2018 marks ten years since the advent of the 2008 Financial Crisis, an event to which all of Econlib, including EconTalk, devoted a great deal of space. In this episode, host Russ Roberts welcomes back Stanford University professor of finance and economics Anat Admati to revisit the Crisis. Of this seminal event, she says, “… it changed my life. I mean, it taught me so much. I can no longer be what I was a decade ago.”
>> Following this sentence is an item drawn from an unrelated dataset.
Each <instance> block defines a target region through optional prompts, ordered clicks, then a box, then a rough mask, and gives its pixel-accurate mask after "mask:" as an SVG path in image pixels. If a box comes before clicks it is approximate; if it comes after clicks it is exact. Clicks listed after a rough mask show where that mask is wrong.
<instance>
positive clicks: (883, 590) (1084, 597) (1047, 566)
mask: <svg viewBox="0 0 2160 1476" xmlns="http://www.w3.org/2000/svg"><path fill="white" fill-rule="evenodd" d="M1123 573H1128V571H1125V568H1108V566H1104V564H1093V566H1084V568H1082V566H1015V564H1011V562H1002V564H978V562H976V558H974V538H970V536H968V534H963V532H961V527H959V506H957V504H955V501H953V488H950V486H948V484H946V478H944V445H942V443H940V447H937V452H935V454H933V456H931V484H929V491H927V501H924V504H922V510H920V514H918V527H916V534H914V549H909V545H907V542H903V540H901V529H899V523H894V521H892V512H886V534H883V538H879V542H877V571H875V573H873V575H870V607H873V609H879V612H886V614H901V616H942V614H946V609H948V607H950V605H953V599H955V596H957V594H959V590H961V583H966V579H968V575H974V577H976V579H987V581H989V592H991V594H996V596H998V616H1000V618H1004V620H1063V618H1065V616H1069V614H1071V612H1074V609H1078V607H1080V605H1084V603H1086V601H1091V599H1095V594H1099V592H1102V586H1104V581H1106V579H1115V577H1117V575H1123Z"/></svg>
Of course many people were affected, some tragically, by the crisis. And this crisis seemed somehow different from previous scares. Roberts and Admati discuss, for example, why this crisis was so much more harmful than the dot-com bubble of the early 2000s. Their conversation ends with Roberts asking, if things are so bad, and “too big to fail” is still in place, why have we not seen another crisis in ten years?

 

1- Admati says she lived in a “sheltered bubble” prior to the crisis. What was the nature of that bubble, and how did she re-evaluate and change her position post-crisis?

 

2- What kind of financial sector risks is Admati worried about today, and why?

 

3- What does Admati mean when she says, “… the inefficiency of banking is fundamental to banking?” Is the FDIC a net positive for consumers post-crisis? What role did it play in the crisis? (And why does Admati say of consumer bank depositors, “… we are the nicest creditors in the whole economy. “)

 

4- How do Roberts and Admati evaluate the role of economists and business professors in the policy response to the crisis?  To what extent do they share Luigi Zingales’s accusation of “capture?”

 

5- What is “big-shot-ness syndrome,” according to Admati, and what role did it play in the crisis? Which sector do you think is most susceptible to this syndrome- academic economists, policy makers, the media? Explain.